All people are detectives in their dreams. Trenchcoats and fedoras may not be involved, but the setup is there; instead of taking on clients, sleepers simply close their eyes to enter a world of mysteries, full of twists, turns, and backward-speaking midgets. All that world needs is the correct cipher to unlock its secrets, but it seems like the alarm clock always goes off with the answers still just out of reach. “Never sleep” is the motto of the agency that employs Charles Unwin, the hero of The Manual Of Detection, but as Unwin soon discovers, true watchfulness has its price; at least in dreams, there’s always the chance of waking up to a world that makes sense.

Charles is a clerk for the agency’s most famous detective, Travis T. Sivart—until Travis disappeared. Now the former clerk has been abruptly promoted to detective and charged with locating his missing boss. Before he can get his head on straight about what’s happening, he’s discovered his first corpse, gained an assistant, and been given a copy of that most valuable of handbooks, The Manual Of Detection. Charles’s best hope is to find Travis before things get even more complicated, but he stumbles onto a thread that threatens to undermine every case he ever filed, as well as herald the return of Travis’ greatest foe. If only he could keep the people around him from sleepwalking away…
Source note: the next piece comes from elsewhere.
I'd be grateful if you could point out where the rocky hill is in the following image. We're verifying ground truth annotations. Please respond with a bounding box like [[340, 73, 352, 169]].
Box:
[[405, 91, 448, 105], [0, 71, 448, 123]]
Manual strives for a tone of haunting absurdity, with intermittent success. Many of Berry’s ideas are strong, like the former Siamese twins that dog Charles’ investigations, or the cavernous archives housed in the agency’s basements, where records are kept forever out of the light. But the story is ploddingly episodic, sending readers through a series of clever but disjointed sequences. The writing isn’t good enough to justify the meandering plot, and without urgency or exceptional prose, Manual can be a chore to get through. But it has its moments, and the history Berry constructs around Charles and the conspiracies he stumbles across is convincingly thorough. Manual’s greatest flaw is that it’s lost in the shadow of its influences (Franz Kafka, Jorge Luis Borges, Dashiell Hammett) without a voice of its own; like most dreams, it’s too much a reflection to last in the daylight.